Le but du jeu est d’accumuler le plus de points de technologies (ou culturels), technologies permettant divers bonus et représentées par des cartes (agriculture, astronomie, poterie…) qui
s’achètent via l’accumulation de cartes de commerce. Plus on a des cartes de commerce de la même famille plus on a de l’argent pour acheter les cartes de technologies. La stratégie, lors
de la phase de commerce, est d’obtenir le plus grand nombre de cartes de la même famille en échangeant si possible avec les autres joueurs. Bien sur certaines cartes de technologies
valent plus de points de victoires culturelles que d’autres mais leurs effets bénéfiques pour le cours du jeu s’avèrent moindres.

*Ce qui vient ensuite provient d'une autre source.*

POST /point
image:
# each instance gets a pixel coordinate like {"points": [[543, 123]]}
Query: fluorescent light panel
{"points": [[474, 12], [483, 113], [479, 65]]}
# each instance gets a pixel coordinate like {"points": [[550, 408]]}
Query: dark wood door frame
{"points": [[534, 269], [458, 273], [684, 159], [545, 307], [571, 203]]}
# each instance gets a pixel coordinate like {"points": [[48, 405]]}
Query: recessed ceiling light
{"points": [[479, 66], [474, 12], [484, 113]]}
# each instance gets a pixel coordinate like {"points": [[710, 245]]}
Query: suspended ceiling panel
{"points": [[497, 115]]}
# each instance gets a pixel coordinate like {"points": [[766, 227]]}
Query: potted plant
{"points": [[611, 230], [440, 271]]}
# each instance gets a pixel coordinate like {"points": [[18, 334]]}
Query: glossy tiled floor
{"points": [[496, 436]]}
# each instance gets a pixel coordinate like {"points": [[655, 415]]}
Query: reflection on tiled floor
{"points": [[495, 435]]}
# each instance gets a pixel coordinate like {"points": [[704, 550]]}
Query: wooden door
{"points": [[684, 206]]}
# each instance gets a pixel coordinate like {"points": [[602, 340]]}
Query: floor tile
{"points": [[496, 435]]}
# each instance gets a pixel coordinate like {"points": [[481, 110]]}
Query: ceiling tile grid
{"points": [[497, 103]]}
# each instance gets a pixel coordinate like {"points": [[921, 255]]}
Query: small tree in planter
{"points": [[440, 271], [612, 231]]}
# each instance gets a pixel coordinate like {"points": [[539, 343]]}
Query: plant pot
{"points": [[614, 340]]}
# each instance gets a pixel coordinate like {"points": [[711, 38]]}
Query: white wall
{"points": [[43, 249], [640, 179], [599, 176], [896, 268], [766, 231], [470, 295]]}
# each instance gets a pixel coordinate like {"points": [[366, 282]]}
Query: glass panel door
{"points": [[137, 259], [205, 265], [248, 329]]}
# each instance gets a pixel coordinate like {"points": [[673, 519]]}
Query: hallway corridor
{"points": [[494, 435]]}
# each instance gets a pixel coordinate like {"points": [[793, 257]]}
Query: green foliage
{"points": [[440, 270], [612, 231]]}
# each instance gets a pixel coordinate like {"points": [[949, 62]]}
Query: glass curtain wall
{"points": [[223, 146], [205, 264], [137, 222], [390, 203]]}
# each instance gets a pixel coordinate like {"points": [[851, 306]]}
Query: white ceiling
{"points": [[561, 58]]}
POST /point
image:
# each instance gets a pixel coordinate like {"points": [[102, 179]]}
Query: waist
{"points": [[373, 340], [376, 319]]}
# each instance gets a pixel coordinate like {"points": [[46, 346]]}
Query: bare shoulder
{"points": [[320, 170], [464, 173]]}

En un mot, l’aspect tactique du jeu ne réside pas en la destruction ou la conquête pure et simple des autres civilisations. Au contraire, elle se trouve dans l’obtention des cartes de
commerce qui permet l’achat des cartes culturelles. Pour obtenir les cartes de commerce, chaque joueur doit construire des cités en regroupant un certains nombres de pions sur une région.
Il existe 9 types de cartes de commerce (le sel, le fer, l’or, le grain…) allant de l’ocre à l’or (très rentable), c'est-à-dire qu’il faut peu de cartes d’or pour obtenir beaucoup
d’argent mais leur acquisition s’avère difficile.
Chaque cité rapporte une carte de commerce, plus on a de cités plus on a de cartes de commerces rentables. Cependant cette règle se paie d’une plus grande chance de tomber sur un cataclysme lors de la pioche des cartes de commerce, ce qui tend à équilibrer le jeu. En effet un joueur en avance, sous le coup d’un ou plusieurs cataclysmes ((tremblement de terre, volcanisme, inondation…), peut très vite se retrouver en manque de cités et donc freiner sa progression technologique. Une alliance tacite entre joueurs (conquête militaire ou blocus commercial contre un joueur par exemple) est bien entendue de la partie.
Le jeu est aussi enrichi d’un tas de petites règles qui donnent tout le charme de civilisation, trop nombreuses pour être décrites ici. La diplomatie est de mise puisqu’il s’agit de
ralentir les joueurs les plus avancés afin qu’ils ne gagnent pas la partie.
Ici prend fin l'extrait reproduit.